True, I didn’t like childhood trips involving leaking tents, rain and mosquitos in the Midwest nearly as much as trips out west. I do fondly remember the forests in Maine and Vermont. I remember being amazed at the rivers flowing through Mammoth Cave in Kentucky. I remember peeling sunburned skin off my sister’s back in Wrightsville Beach, North Carolina. I will forever associate red-winged blackbirds with the rolling hills of Illinois. Hopefully you have some memories of nature in your heart, too.
More recently, we’ve rafted in Durango, soaked in outdoor hot pools in Ouray, floated in the river next to our campsite in Zion, and gaped at hoodoos in Bryce.
In the Wyoming wilderness, I diligently carried my bear spray as directed, so much so that I mistook a beaver for a bear cub while mountain biking. A brief freak-out, followed by laughter, ensued.

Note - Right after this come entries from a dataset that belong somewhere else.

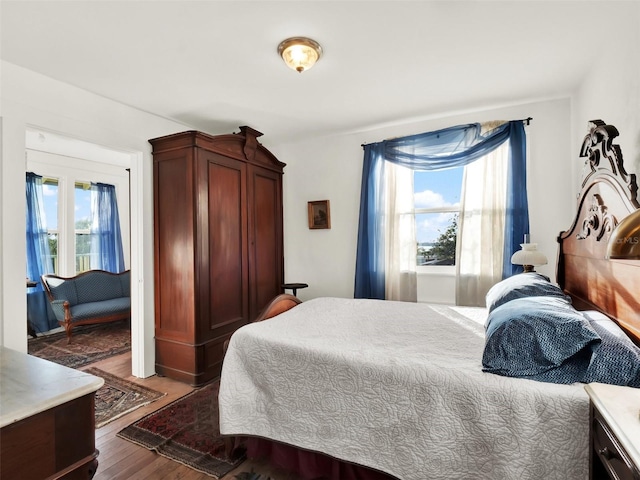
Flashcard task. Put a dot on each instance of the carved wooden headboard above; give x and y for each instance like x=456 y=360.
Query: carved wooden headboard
x=608 y=194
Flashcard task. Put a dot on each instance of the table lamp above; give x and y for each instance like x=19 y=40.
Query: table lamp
x=529 y=256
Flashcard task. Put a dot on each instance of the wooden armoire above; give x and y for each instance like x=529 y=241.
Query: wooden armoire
x=218 y=245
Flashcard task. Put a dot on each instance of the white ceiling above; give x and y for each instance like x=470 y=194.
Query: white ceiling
x=213 y=64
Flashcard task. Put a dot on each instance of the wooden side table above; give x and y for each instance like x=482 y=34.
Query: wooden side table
x=294 y=287
x=614 y=431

I stopped and stared at the Tetons and marveled at the deep hot pools at Yellowstone that were more captivating to me than the geysers. These things I remember, and I hope my daughter remembers her favorite things from our travels, too.
Now, on socially distanced days with too much Zoom, I switch constantly between three different pairs of glasses, my eyes straining. I get up from my computer to tell my daughter to get off her computer. Yet this all is fixed in an instant, just by stepping onto the patio and listening to the birds at our bird feeders, chirping all day.
Occasionally a hawk, a lizard, coyotes or snakes spice up our semi-rural life here in Santa Clarita. But we can listen to the birds. And the wind. We can go for a bike ride, a walk, or sit on a hill at dusk or dawn. And for a moment, we can forget the bad news and refocus.
2020 is a perfect time to continue making good outdoor memories. When things get crazy, or you can’t find toilet paper, or plans get cancelled again, or you are dealing with sickness and sadness, step outside and breathe it in.
This, as American poet Wendell Berry eloquently reminds us, is what we need sometimes:
“The Peace of Wild Things”
When despair for the world grows in me
and I wake in the night at the least sound
in fear of what my life and my children’s lives may be,
I go and lie down where the wood drake
rests in his beauty on the water, and the great heron feeds.
I come into the peace of wild things
who do not tax their lives with forethought
of grief. I come into the presence of still water.
And I feel above me the day-blind stars
waiting with their light. For a time
I rest in the grace of the world, and am free.
Maria Gutzeit is a chemical engineer, business owner, elected official, and mom living in Santa Clarita.